Kata Usman, Indonesia, yang saat ini kembali aktif sebagai anggota Dewan HAM PBB, belum melaksanakan sejumlah rekomendasi penting terkait penyelesaian kasus pelanggaran HAM berat di masa lalu serta pelanggaran HAM akibat kebijakan pembangunan saat ini. Menurutnya, perlindungan terhadap kelompok minoritas agama juga belum sepenuhnya terlaksana.
Amnesty International Indonesia mencatat kasus-kasus pelanggaran HAM yang belum terselesaikan, seperti pembunuhan massal 1965/66, Tanjung Priok 1984, Lampung 1989, dan beberapa lainnya, termasuk yang terjadi di Papua.

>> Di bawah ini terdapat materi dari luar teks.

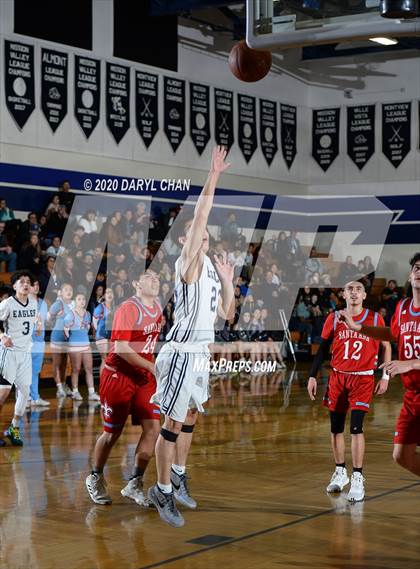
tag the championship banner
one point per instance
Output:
(361, 133)
(199, 116)
(147, 113)
(19, 80)
(174, 110)
(87, 92)
(325, 136)
(54, 86)
(223, 117)
(268, 129)
(117, 100)
(247, 125)
(288, 126)
(396, 131)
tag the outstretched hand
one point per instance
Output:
(223, 268)
(218, 163)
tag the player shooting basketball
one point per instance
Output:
(202, 291)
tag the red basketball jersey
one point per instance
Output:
(140, 326)
(352, 351)
(405, 327)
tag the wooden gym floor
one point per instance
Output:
(259, 464)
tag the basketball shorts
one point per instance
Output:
(121, 396)
(15, 368)
(349, 391)
(182, 379)
(407, 430)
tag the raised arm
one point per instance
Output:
(194, 240)
(382, 333)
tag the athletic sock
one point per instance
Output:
(137, 472)
(180, 470)
(165, 488)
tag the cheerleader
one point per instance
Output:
(59, 341)
(77, 325)
(103, 313)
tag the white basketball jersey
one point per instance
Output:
(195, 306)
(19, 321)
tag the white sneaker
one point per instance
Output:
(339, 479)
(134, 491)
(94, 397)
(357, 488)
(96, 487)
(40, 403)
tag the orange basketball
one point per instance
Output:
(249, 64)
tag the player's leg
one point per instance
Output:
(407, 456)
(23, 377)
(336, 401)
(76, 365)
(116, 392)
(147, 415)
(87, 362)
(360, 390)
(5, 388)
(178, 469)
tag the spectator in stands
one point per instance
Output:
(46, 274)
(30, 255)
(390, 297)
(313, 265)
(66, 197)
(6, 252)
(53, 206)
(89, 222)
(57, 221)
(347, 271)
(56, 249)
(6, 214)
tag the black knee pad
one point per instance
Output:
(337, 421)
(356, 421)
(168, 435)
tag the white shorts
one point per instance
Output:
(182, 379)
(15, 367)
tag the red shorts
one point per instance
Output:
(407, 430)
(121, 396)
(348, 390)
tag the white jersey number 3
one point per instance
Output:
(355, 349)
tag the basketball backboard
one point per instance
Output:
(292, 23)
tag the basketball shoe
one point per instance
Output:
(134, 491)
(181, 490)
(166, 507)
(339, 479)
(357, 488)
(96, 487)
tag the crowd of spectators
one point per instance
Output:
(134, 235)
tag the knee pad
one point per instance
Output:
(337, 421)
(168, 435)
(356, 421)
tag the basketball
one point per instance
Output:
(248, 64)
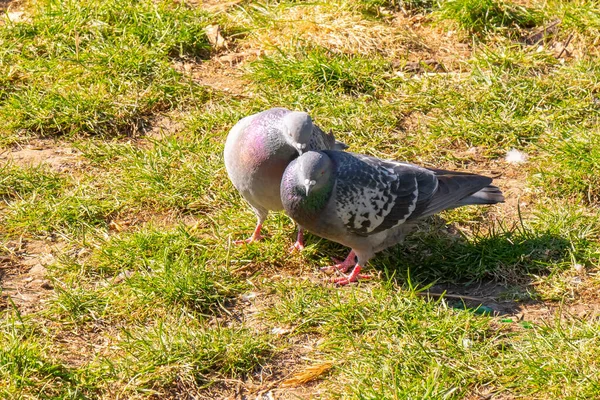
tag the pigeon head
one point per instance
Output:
(314, 171)
(297, 128)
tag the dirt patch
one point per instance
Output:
(24, 274)
(221, 73)
(515, 303)
(427, 43)
(59, 157)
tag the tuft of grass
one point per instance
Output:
(18, 182)
(95, 68)
(150, 268)
(320, 69)
(180, 352)
(487, 16)
(572, 166)
(26, 370)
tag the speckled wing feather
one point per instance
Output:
(373, 195)
(454, 188)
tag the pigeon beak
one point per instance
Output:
(308, 184)
(300, 147)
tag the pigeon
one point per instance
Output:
(257, 151)
(370, 204)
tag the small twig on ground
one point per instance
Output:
(451, 296)
(565, 46)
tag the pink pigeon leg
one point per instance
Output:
(342, 266)
(354, 276)
(256, 236)
(299, 245)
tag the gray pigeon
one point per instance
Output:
(259, 148)
(369, 204)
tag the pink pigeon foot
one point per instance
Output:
(299, 245)
(342, 266)
(354, 276)
(256, 236)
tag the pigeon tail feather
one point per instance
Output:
(488, 195)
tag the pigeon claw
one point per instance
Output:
(256, 236)
(341, 266)
(354, 276)
(298, 246)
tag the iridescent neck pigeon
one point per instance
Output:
(259, 148)
(369, 204)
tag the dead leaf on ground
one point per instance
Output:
(307, 375)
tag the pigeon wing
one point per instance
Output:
(373, 195)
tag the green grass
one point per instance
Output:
(481, 17)
(96, 68)
(152, 300)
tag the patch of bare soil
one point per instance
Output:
(221, 73)
(428, 47)
(23, 273)
(515, 302)
(59, 157)
(294, 373)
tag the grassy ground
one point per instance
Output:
(119, 277)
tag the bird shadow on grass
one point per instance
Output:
(494, 269)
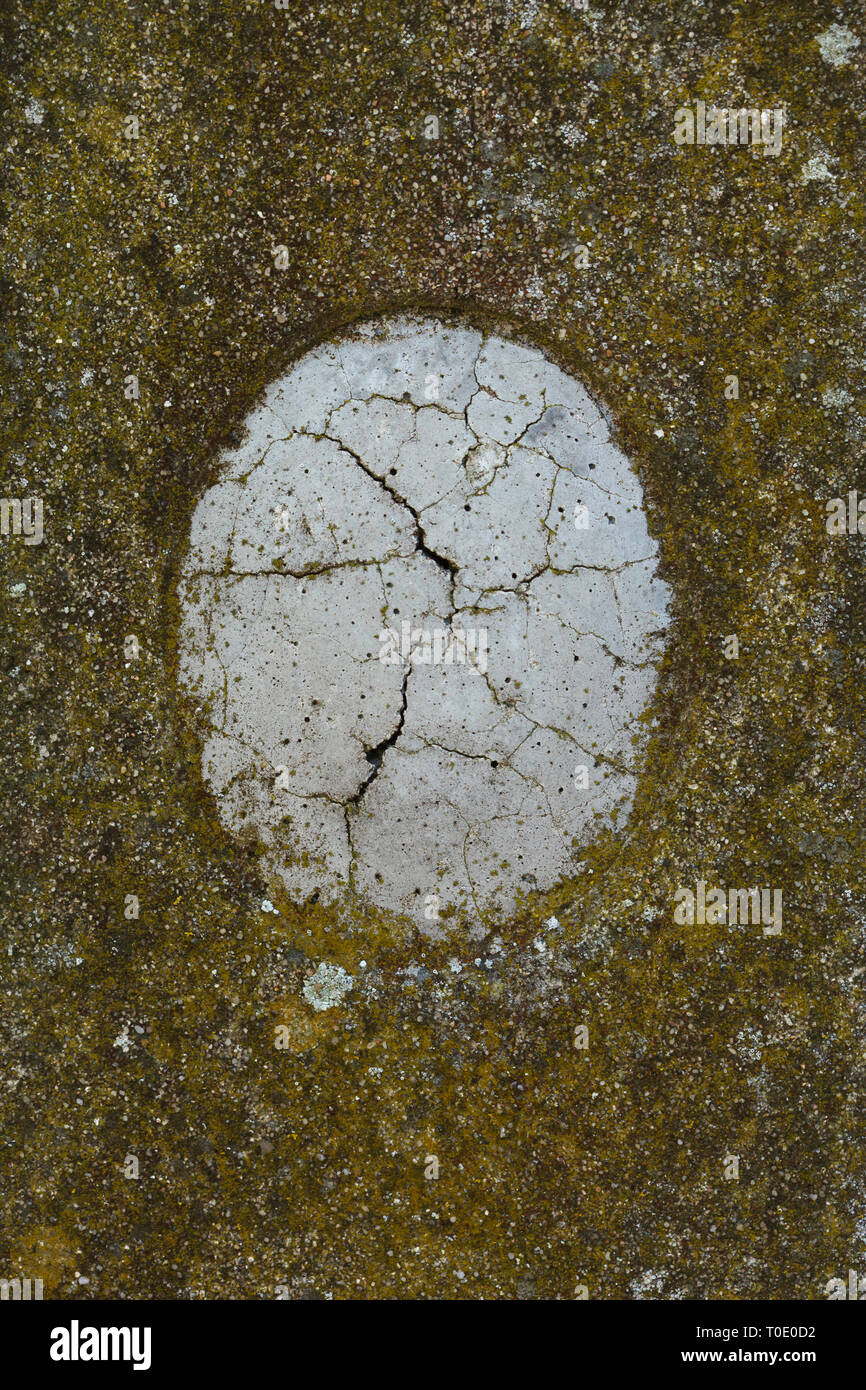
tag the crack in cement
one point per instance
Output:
(462, 806)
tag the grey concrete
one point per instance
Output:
(430, 474)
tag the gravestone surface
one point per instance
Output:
(420, 620)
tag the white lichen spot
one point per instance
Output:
(815, 168)
(420, 619)
(327, 986)
(836, 43)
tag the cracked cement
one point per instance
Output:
(305, 1168)
(406, 476)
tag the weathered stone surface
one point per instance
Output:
(441, 478)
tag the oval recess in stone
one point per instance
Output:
(420, 619)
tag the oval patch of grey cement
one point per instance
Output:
(420, 619)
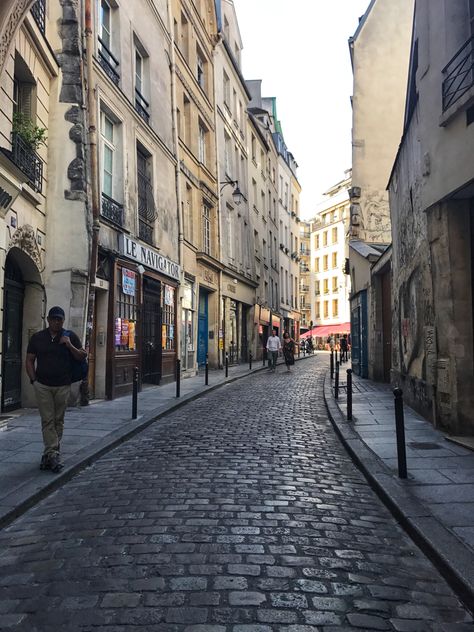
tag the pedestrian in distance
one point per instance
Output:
(273, 349)
(344, 347)
(50, 357)
(288, 350)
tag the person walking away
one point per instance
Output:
(48, 365)
(288, 350)
(344, 347)
(273, 349)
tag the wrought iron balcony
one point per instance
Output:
(142, 106)
(108, 62)
(112, 210)
(28, 161)
(458, 74)
(38, 11)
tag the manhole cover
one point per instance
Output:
(424, 446)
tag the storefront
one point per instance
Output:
(142, 318)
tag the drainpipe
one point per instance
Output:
(91, 118)
(175, 131)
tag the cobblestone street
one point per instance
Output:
(238, 512)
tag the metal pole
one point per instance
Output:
(135, 394)
(178, 377)
(400, 428)
(349, 394)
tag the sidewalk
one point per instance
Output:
(89, 432)
(436, 502)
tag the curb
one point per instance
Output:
(35, 490)
(452, 559)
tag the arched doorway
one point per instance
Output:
(14, 294)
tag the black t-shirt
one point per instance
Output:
(53, 360)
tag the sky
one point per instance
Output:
(299, 48)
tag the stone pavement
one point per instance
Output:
(436, 501)
(89, 432)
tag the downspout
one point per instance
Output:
(91, 117)
(179, 202)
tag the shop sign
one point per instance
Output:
(128, 282)
(148, 257)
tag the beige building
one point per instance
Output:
(379, 52)
(329, 282)
(431, 198)
(42, 183)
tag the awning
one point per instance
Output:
(327, 330)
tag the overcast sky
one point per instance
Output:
(299, 49)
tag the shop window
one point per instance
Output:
(126, 310)
(168, 319)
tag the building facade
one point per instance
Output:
(431, 197)
(379, 52)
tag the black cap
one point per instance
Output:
(56, 312)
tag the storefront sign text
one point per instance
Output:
(148, 257)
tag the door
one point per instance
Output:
(12, 338)
(151, 340)
(387, 325)
(203, 319)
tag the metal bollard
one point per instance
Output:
(400, 428)
(178, 377)
(135, 394)
(349, 394)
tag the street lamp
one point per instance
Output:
(237, 194)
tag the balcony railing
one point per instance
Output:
(142, 106)
(38, 11)
(458, 74)
(112, 210)
(108, 62)
(28, 161)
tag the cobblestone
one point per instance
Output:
(240, 512)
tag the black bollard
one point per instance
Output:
(400, 428)
(135, 394)
(178, 378)
(349, 394)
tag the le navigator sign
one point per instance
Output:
(148, 257)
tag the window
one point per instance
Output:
(206, 229)
(146, 201)
(202, 140)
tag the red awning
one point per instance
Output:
(327, 330)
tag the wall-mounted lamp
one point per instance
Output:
(237, 194)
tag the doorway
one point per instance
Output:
(151, 339)
(13, 299)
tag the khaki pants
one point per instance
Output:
(52, 404)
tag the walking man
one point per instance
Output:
(48, 365)
(273, 349)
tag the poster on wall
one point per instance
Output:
(118, 332)
(128, 282)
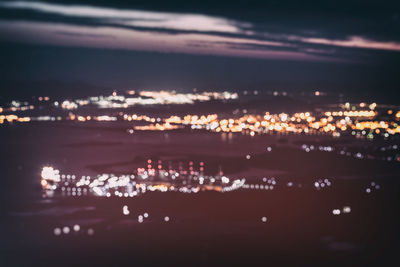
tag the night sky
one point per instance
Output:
(71, 47)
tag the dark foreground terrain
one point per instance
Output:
(204, 229)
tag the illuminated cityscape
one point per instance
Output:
(207, 133)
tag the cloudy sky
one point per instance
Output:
(312, 44)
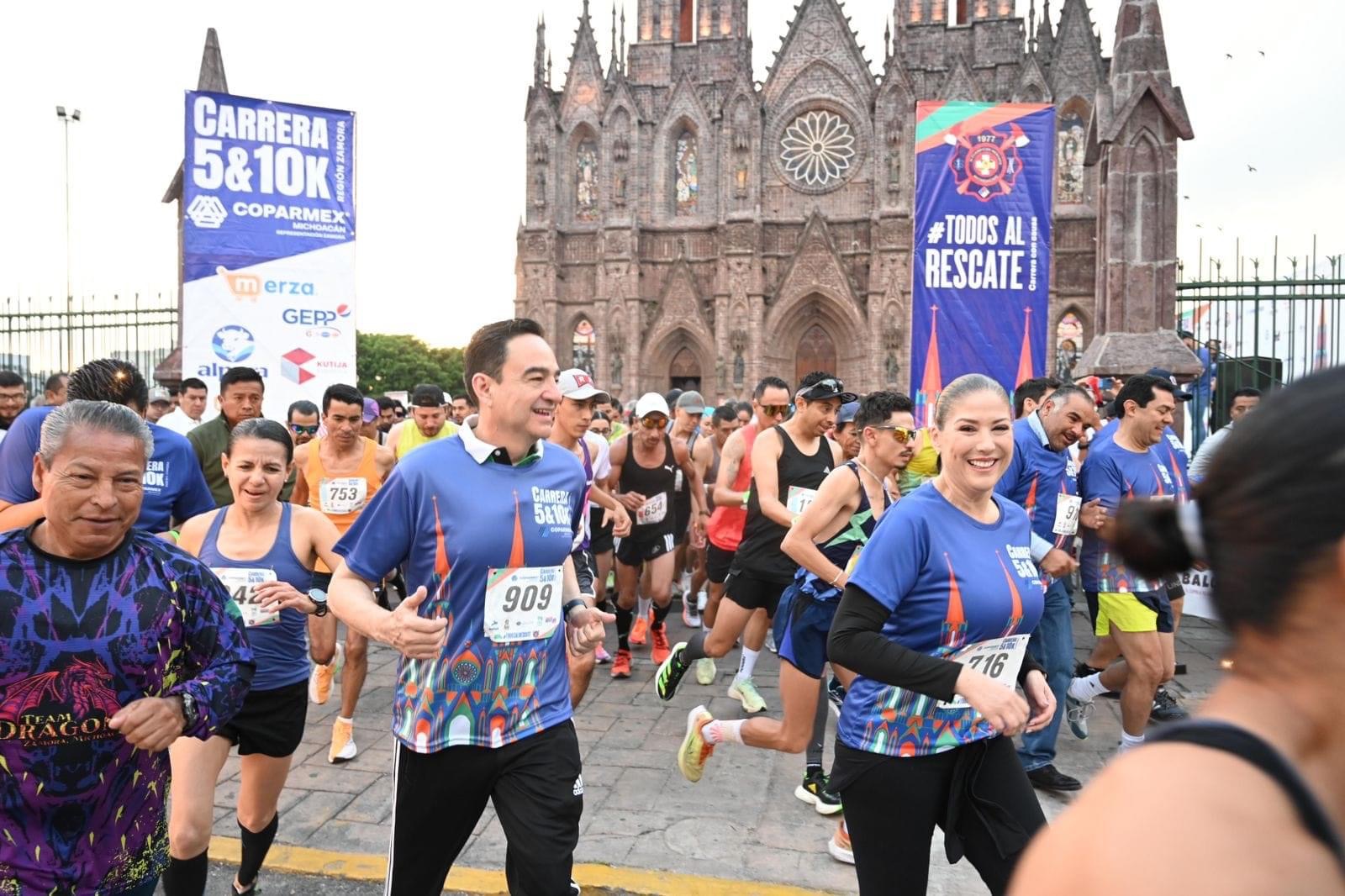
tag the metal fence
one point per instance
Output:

Menurut catatan Amnesty, sejak Januari 2021 hingga Juli 2024, terdapat setidaknya 123 kasus intoleransi terkait penolakan, penutupan, atau perusakan tempat ibadah, serta serangan fisik terhadap pemeluk agama tertentu.
Amnesty International berharap kunjungan Paus Fransiskus dapat menyoroti isu-isu ini untuk memastikan perlindungan kebebasan beragama di Indonesia.
Kunjungan Paus juga diharapkan menyoroti situasi di Papua yang terus dilanda konflik, di mana hak-hak warga sipil terancam.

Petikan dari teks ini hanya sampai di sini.